Though the company's internal design teams stay at less than a total of 20 people, Seropian said Wideload has "built a culture that treats our contractors like team members."

Its infrastructure and process extends all the way to every hand that contributes, he said, with "no wall that seperates inside and out... Our contractors are like a team and we work with them project after project."

He continued by saying the company focuses on game design not engine creation, and that it licenses other toolsets because it needs to be able to extend tools out to those beyond the company walls.

"If you asked me two years ago if two guys could start up a game company I would have said forget it," Seropian concluded. "Today, I say 'Absolutely!' So go and do that!"

The Commandments Illustrated: Cyclomite

Seropian then handed the keynote over to studio director Scott Corley to demonstrate Cyclomite, the company's just-announced first Wideload Shorts title. Shorts, Corley explained was an 'indie studio in an indie studio,' with smaller teams and budgets.

He said that Wideload doesn't "buy in to the 'genius game designer guy' concept," saying that everyone on the four-to-six member teams do multiple tasks and are in on the game design.

He also said that the Shorts' schedules keep staff happy, saying "if you work on something for two years its no fun anymore. Small cycle times keep us fresh and let us have concepts in development all the time."

Corley also said that the Shorts division could afford to "fail a lot," adding, "we're not afraid of working on something, spending a few weeks on it, and have it not work."

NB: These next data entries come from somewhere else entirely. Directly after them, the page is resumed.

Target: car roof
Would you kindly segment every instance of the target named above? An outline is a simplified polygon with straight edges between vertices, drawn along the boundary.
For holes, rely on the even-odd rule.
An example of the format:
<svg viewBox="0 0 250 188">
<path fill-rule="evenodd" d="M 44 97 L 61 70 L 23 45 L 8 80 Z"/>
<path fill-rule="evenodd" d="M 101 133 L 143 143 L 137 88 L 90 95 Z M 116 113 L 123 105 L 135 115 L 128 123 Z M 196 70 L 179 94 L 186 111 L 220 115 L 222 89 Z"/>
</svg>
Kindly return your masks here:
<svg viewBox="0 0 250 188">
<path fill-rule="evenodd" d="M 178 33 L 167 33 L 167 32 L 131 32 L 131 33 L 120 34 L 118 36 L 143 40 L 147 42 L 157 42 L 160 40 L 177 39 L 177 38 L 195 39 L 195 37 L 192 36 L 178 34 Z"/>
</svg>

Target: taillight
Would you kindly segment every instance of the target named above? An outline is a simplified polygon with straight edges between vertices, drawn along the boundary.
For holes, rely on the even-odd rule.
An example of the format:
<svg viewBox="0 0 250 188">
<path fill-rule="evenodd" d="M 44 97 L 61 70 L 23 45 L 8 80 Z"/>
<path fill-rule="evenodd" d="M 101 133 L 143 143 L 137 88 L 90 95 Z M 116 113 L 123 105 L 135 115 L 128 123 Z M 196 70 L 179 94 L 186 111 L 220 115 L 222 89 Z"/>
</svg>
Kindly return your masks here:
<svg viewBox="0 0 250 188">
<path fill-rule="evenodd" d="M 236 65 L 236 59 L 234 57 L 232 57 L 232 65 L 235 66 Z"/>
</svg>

He added that the company also firmly believes in the power of prototypes. "Everyone says that they do, but few people act on it," Corley said. "We actually do it."

"Working on Cyclomite," he concluded, "we purposely prevented people from working on modifying the look of the game until we got the gameplay right. Our cooperative and versus modes evolved out of gameplay in a way we could never have preplanned and written down on paper."